Moody’s reinsurance outlook goes positive on healthier risk-return dynamics
Moody’s has confirmed its positive outlook for the global reinsurance sector as reduced exposure to high-frequency, lower-severity natural catastrophe events has supported healthier risk/return dynamics and expectations for continued strong profitability.
The rating agency said reinsurance prices remain high with policy terms and conditions continuing to be tight. This has been supported by an upward reassessment of risk, which has seen a reduced earnings drag from high-frequency cat events.
In a press briefing, Moody’s credit officer, Brandan Holmes, said: “Reinsurers had lagged quite significantly, but it's caught up sharply, and this is in large part because of the shift in exposure to small to medium-sized events, also sometimes known as secondary perils, from reinsurers to primary insurers.”
But Moody’s said the shift means there is now significant unmet demand from primary insurers for reinsurance solutions to address their earnings vulnerability to an accumulation of low-severity weather events.
While reinsurers may accommodate this as competition intensifies, the rating agency said they will not fully restore previous levels of exposure until more sophisticated data and modelling gives them the confidence to provide more capacity.
Nonetheless, with limited capital entering the market, Moody’s said these conditions should drive continued strong profitability for the global reinsurance sector over the next year.
Moody’s buyers’ survey said prices would likely remain stable or increase in 2025, which the rating agency said reflected healthy pricing across most lines of business.
The survey suggested a slowdown of rate increases and some rate decreases in catastrophe-exposed property lines.
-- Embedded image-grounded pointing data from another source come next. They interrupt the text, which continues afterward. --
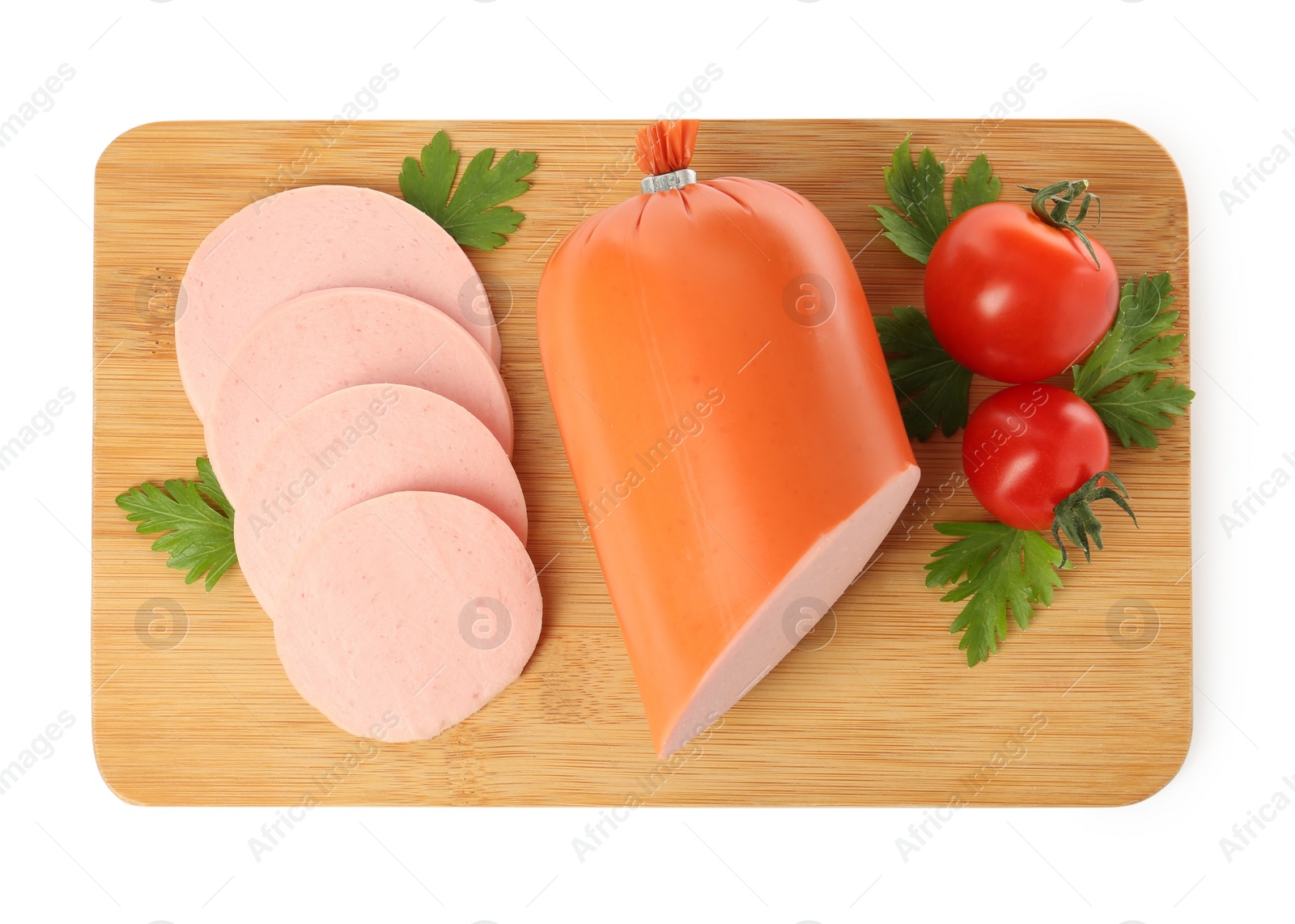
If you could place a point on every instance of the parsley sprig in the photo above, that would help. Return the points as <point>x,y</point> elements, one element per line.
<point>473,215</point>
<point>932,388</point>
<point>194,518</point>
<point>994,567</point>
<point>917,190</point>
<point>1136,349</point>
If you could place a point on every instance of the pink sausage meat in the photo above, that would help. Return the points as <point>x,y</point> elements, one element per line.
<point>407,615</point>
<point>336,338</point>
<point>351,447</point>
<point>308,239</point>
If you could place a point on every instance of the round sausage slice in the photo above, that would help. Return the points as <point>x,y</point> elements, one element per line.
<point>405,615</point>
<point>302,239</point>
<point>327,341</point>
<point>354,446</point>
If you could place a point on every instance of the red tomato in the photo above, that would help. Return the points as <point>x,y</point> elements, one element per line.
<point>1029,448</point>
<point>1016,299</point>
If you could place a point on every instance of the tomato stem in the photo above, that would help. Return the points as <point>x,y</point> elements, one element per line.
<point>1064,196</point>
<point>1075,518</point>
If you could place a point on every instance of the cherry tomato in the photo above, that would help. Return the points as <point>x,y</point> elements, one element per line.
<point>1016,299</point>
<point>1029,448</point>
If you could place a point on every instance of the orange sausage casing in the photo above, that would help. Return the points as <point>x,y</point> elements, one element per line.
<point>731,426</point>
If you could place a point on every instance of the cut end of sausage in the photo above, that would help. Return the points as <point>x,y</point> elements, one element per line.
<point>401,617</point>
<point>800,600</point>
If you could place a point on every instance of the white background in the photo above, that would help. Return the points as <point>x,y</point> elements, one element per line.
<point>1210,80</point>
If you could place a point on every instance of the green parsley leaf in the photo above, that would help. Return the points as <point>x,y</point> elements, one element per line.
<point>1141,405</point>
<point>994,567</point>
<point>978,188</point>
<point>1136,349</point>
<point>1135,343</point>
<point>919,193</point>
<point>196,522</point>
<point>473,215</point>
<point>930,386</point>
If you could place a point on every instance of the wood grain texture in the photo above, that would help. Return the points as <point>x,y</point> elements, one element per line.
<point>877,707</point>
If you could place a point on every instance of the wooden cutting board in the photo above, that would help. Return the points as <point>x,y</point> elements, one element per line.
<point>1092,706</point>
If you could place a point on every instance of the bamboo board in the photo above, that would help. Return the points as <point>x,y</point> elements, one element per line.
<point>1092,706</point>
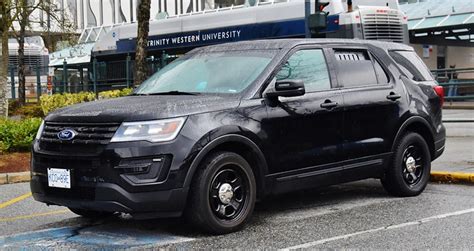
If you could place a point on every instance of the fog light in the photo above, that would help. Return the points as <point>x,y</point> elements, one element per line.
<point>140,166</point>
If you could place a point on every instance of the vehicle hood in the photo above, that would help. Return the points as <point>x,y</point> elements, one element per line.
<point>138,108</point>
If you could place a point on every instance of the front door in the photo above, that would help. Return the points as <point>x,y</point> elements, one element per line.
<point>305,131</point>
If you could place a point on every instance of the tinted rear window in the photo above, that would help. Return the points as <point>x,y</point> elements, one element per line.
<point>355,68</point>
<point>412,65</point>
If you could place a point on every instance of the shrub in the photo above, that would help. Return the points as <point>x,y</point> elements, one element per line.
<point>56,101</point>
<point>28,111</point>
<point>17,135</point>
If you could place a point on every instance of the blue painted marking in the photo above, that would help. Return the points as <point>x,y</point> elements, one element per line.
<point>41,234</point>
<point>105,237</point>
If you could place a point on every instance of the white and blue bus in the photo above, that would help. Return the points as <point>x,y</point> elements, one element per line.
<point>175,35</point>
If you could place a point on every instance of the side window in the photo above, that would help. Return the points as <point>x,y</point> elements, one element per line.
<point>309,66</point>
<point>355,68</point>
<point>382,75</point>
<point>411,65</point>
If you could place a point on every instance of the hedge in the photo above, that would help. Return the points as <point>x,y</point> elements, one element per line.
<point>17,135</point>
<point>56,101</point>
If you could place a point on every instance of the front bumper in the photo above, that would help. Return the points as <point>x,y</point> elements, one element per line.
<point>140,178</point>
<point>112,198</point>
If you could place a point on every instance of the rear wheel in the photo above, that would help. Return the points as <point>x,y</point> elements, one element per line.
<point>223,193</point>
<point>90,214</point>
<point>411,165</point>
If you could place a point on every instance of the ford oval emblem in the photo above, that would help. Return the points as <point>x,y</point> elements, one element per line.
<point>67,134</point>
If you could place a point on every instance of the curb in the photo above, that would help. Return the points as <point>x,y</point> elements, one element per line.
<point>10,178</point>
<point>452,177</point>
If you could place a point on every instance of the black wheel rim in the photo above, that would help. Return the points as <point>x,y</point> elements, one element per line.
<point>412,165</point>
<point>224,204</point>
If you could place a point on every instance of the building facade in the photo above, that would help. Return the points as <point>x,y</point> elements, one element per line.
<point>442,33</point>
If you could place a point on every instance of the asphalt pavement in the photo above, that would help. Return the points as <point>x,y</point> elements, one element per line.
<point>353,215</point>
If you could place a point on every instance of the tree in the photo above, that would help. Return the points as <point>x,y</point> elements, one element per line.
<point>23,10</point>
<point>143,18</point>
<point>5,24</point>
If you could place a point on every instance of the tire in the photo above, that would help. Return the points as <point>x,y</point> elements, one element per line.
<point>410,168</point>
<point>218,174</point>
<point>90,214</point>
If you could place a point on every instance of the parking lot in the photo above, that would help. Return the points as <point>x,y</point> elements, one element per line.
<point>353,215</point>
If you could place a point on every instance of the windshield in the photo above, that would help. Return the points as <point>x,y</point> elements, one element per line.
<point>211,72</point>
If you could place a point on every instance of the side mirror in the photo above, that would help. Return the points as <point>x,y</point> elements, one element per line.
<point>287,88</point>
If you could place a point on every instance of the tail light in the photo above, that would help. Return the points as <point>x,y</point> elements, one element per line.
<point>440,92</point>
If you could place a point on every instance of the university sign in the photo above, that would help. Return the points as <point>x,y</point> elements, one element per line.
<point>292,28</point>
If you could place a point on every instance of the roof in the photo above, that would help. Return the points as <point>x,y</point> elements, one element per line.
<point>290,43</point>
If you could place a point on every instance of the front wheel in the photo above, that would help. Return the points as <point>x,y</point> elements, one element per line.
<point>223,193</point>
<point>411,165</point>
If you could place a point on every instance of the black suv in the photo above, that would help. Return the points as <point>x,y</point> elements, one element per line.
<point>226,125</point>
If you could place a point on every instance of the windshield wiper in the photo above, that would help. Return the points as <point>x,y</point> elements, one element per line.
<point>168,93</point>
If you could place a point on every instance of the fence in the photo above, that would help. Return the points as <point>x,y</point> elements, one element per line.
<point>458,83</point>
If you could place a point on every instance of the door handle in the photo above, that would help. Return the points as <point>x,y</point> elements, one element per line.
<point>328,104</point>
<point>393,96</point>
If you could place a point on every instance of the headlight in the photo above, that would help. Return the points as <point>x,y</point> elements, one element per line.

Any continued rate increases were said to be due to a combination of rising loss costs and the continued limited supply of reinsurance.
And Moody’s Holmes was emphatic that, at least directionally, property pricing remained up.
Holmes said: “I think directionally, we see prices continuing to increase although at a more steady pace. But I think the important takeaway is that in property, where buyers expect to pay less for reinsurance, that's often due to exposure reduction. So from a reinsurance perspective, the risk adjusted return is still increasing.”
Casualty reserves remain a concern
Persistently high claims have resulted in a strengthening in casualty reinsurance prices, although not uniformly across classes.
US casualty rates have seen a cumulative increase of ~80 percent since early 2016. Moody’s pointed towards larger jury awards and high inflation pushing up the physical damage element of claims, with excess of loss reinsurance rates moving roughly in line with primary prices.
Moody’s said leading reinsurers continue to place pressure on primary customers to reduce exposures to high risk areas as claims still rise at a faster pace than prices in certain segments and underwriting years.
High loss trends have acted as a source of reserving risk, with reserve development for reinsurers falling to around 1 percent in 2023 from 5 percent in 2015.
“The next year or so will be interesting to see to what extent any reserve strengthening does come through. We certainly expect some reinsurers to take advantage of the discount profitability elsewhere in their businesses to add to reserves over the next year, but bring it back to our outlook”, said Holmes.
Nonetheless, Holmes said that even if there is meaningful reserve strengthening, the situation remains manageable for reinsurers.